My heart goes out to you and your family. Save a place for me at the roll call. Rest in peace brother.
Wayne Ayers, Instructor/Coordinator
North Carolina Justice Academy
"Blessed Are The Peacemakers for they shall be called the Children of God"
Matthew 5:8-10
God bless you and your family Trooper Cogdill.
Trooper
Vermont State Police
A very special thank you to each one who has taken a moment to share your thoughts about Anthony. In my mind's eye I see him as the indomitable toddler in diapers and dingo boots who ruled the roost; then as a gangly boy who teased his cousins (my daughters) unmercifully, disolving into laughter that racked his whole body when he knew he'd gotten them good. I see him as a young man when he visited my family in New Jersey and we went to New York and Philadelphia - all his dreams shimmering before him and his love of his mountain home supporting him. I see him as the professional officer I am so proud to call "mine". And finally, through your eyes, I know the undefeatable toddler still held his soul and lighted his smiles. Thank you for sharing as each precious memory comforts my heart. Aunt Greta
Aunt Greta
my heart goes out to the family of Trooper Cogdill. Trooper may go rest high on the mountain and take watch over all that you see. To Mrs. Cogdill I have been where you are and the road you have to travel is not easy, but it will get easier. Lean on your family as well as the family you will now find. We are all one big family in the end here for one another. We share the same loss although we may grieve a little differently we are all still family. If you need any of us we will be here.
Katrina Hickox
girlfriend of Adam eow1-13-03
I remember working with Anthony at the sheriff's office when he worked there. He was a good, fun loving guy that you wanted to be around, and it was an honor and a privelege to have worked with Anthony. He will be missed by all. I know that Heaven has another angel in the Kingdom now. May God comfort Anthony's family and watch over them.
David Bishop
Buncombe County Sheriff's Office
I HAVE BEEN RELIVING THAT DREADFUL DAY IN MY DREAMS EACH NIGHT IT SEEMS, ANTHONY,YOU WERE. ......MY FRIEND, FROM THE DAYS WE PATROLLED BUNCOMBE COUNTY,YOU "BUSTING MY CHOPS" IN ROLL CALL, TO TRYING TO CATCH TROUT TOGETHER OR HELPING OLD DERWIN SMOKE A PIG!, I CANT HELP BUT THINK OF SO MANY MANY NIGHTS WE HUNG OUT, ME YOU AND RICK TULLIS, LAUGHING EVERY BREATH IT SEEMS, I CANT SHAKE THIS HURT I HAVE, YOU WERE MY FRIEND AND I LOVE YOU , BROTHER, MAY GOD GIVE YOU A SPECIAL PLACE IN HIS ARMY, BECAUSE YOU WERE AN AWESOME SOLDIER!
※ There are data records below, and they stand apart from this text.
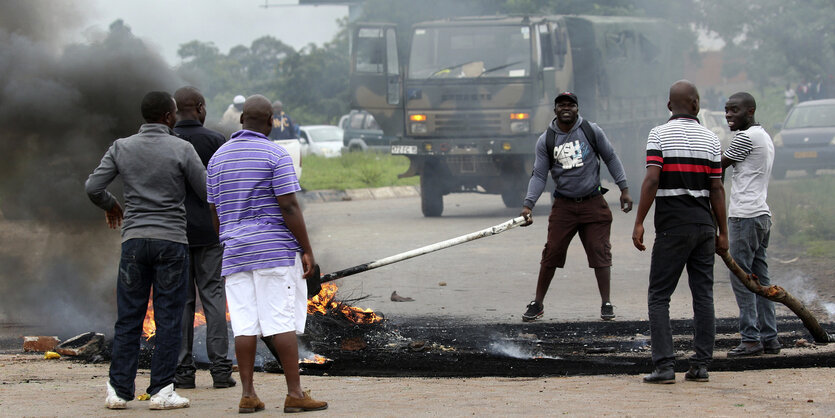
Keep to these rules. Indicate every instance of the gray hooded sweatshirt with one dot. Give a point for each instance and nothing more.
(576, 169)
(155, 167)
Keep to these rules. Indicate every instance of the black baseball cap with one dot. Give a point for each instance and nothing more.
(566, 95)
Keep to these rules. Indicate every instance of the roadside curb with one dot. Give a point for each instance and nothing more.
(322, 196)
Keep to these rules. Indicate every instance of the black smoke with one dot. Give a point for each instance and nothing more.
(60, 108)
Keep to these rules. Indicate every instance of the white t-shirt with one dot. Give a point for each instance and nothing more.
(753, 154)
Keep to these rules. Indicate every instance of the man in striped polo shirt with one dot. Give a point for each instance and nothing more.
(751, 152)
(684, 178)
(251, 188)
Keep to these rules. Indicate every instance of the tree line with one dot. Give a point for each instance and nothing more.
(773, 41)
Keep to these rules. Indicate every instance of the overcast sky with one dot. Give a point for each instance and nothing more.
(169, 23)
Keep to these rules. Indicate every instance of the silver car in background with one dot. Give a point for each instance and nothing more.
(321, 140)
(806, 140)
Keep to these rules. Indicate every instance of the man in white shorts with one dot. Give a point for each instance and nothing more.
(251, 188)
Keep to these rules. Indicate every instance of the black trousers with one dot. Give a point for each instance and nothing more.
(690, 246)
(205, 279)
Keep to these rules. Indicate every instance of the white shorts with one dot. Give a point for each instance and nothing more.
(267, 301)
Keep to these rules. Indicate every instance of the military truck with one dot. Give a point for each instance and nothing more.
(468, 100)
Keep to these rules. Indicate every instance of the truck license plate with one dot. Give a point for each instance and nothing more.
(806, 154)
(404, 149)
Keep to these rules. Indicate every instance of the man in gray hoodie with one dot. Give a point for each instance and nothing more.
(155, 167)
(571, 149)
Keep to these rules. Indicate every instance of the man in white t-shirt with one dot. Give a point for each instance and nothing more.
(751, 152)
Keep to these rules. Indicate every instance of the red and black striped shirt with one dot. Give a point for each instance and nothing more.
(689, 156)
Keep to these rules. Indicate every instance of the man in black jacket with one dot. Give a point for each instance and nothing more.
(205, 254)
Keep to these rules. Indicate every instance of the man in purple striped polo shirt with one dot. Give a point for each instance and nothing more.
(251, 188)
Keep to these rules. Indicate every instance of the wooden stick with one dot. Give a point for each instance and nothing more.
(778, 294)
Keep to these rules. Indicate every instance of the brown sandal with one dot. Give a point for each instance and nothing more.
(249, 405)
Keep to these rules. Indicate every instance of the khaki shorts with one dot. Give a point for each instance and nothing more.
(267, 301)
(591, 218)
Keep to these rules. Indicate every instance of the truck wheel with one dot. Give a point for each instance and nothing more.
(431, 197)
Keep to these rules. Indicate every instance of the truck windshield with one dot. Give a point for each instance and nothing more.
(470, 52)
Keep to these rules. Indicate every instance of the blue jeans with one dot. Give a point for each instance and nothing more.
(692, 246)
(146, 264)
(748, 238)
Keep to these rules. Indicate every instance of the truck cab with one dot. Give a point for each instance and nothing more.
(468, 100)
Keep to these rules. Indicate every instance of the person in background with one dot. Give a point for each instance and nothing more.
(789, 96)
(205, 254)
(231, 119)
(155, 167)
(283, 126)
(570, 150)
(252, 192)
(751, 153)
(684, 179)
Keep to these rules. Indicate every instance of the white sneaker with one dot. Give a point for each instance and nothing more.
(113, 400)
(167, 398)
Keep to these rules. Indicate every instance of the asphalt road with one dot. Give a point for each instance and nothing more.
(491, 279)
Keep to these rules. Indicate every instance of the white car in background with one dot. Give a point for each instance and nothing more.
(294, 148)
(321, 140)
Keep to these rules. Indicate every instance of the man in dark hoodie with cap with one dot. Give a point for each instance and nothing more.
(571, 149)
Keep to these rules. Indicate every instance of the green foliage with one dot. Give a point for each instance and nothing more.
(803, 210)
(312, 83)
(354, 171)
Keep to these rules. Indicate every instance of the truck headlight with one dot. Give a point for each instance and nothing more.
(778, 139)
(519, 127)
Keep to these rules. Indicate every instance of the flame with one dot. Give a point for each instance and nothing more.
(317, 359)
(323, 303)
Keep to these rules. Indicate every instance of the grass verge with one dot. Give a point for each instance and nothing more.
(803, 211)
(355, 171)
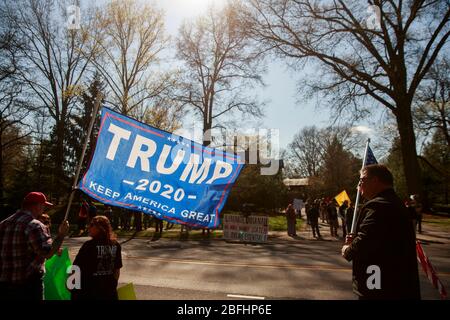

WHETHER WE WERE BLUE,GREY,BLACK OR BROWN , DEATH HAS NO STANDARD, BUT WE DO AS OFFICERS HAVE STANDARDS, TO BE THE BEST WE CAN BE.....BE SAFE MY BROTHERS
OFFICER BILL SMITH
asheville airport police fire rescue,NC
"Friends in Blue"
We have worked together for many years,
It's our voices ringing in your ears.
We try to make those long days brighter,
And hopefully, the load a little lighter.
We send you to the bar-room brawl.
And out in the rain to the nuisance call.
We worry about you day and night.
To make sure every call turns out all right.
We share your sorrows, we share your joys,
That's why we think of you as ... "Our boys."
Then why have we never said to you,
"I'm proud of you ... my friend in blue."